I'VE READ Brian Evenson's The Open Curtain three times--about time I picked up a different one, do you suppose? Father of Lies is his first novel, I think. (His bibliography is complicated.)
In its blend of religiously-inspired mania with homicide, its maybe-real-maybe-not demonic presences, and its utterly persuasive experiments with point-of-view to convey the texture of delusion, The Open Curtain reminded me a great deal of James Hogg's minor classic The Private Memoirs and Confessions of a Justified Sinner (1824). Father of Lies is even more closely reminiscent of Hogg, mainly in the use it makes of antinomianism...cue brutally simplified explanation.
Antinomianism springs from good Calvinist doctrine--the Perseverance of the Saints, the "P" in TULIP--the idea that the saved are so well and truly saved that nothing they do (or anyone else does) can separate them from God's grace. Here and in other respects Calvin was perhaps seeking to undermine the idea that any human institution (e.g., the Roman Catholic Church) had the power to save or damn a believer--the power is God's alone, and cannot be delegated. So far, so reformed. In a controversial development of this idea, some speculated that nothing the saved did could count as a sin, given that it was performed by someone assured of salvation. This line of thinking seemed dangerous; it's part of what drew the ire of the authorities upon Anne Hutchinson.
In Hogg's novel, the main character, Robert Wringhim, is a Scots Calvinist, assured of salvation, but his friend Gil-Martin--who is really, we gradually realize, a demon or devil--so powerfully convinces Robert of the soundness of the doctrine of the Perseverance of the Saints that Robert embarks on a series of increasingly horrible crimes and comes to a very, very bad end.

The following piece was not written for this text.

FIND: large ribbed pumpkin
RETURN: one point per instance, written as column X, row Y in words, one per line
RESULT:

In Evenson's novel, Eldon Fochs is made a "provost" of the "Corporation of the Blood of the Lamb."
He does not feel worthy of the honor, since he has the most awful kinds of thoughts from time to time, but he is assured by the elders that the church could not possibly make a mistake, and that his very election to the post is proof that he is worthy of being God's instrument. With this assurance, Fochs embarks on a series of increasingly horrible crimes--much worse, I would have to say, than anything Robert Wringhim got up to. Fochs even has a Gil-Martin like demonic familiar, whom he calls Bloody-Head. Unlike Wringhim, however, Fochs gets away with everything and is flourishing in his awfulness at novel's end.
Father of Lies struck me as not as strong as The Open Curtain, insofar as it was not as narratively ingenious, but still worth reading, especially if you like your literary fiction braided with a little horror.
Is the Corporation of the Blood of the Lamb a stand-in for the Church of Latter-Day Saints, in which Evenson was raised, and which he eventually left? It is true that the Mormon church has in the past been guilty of abuses of power, cover-ups of said abuses, denial, hypocrisy, exploitation...but then again, which church hasn't?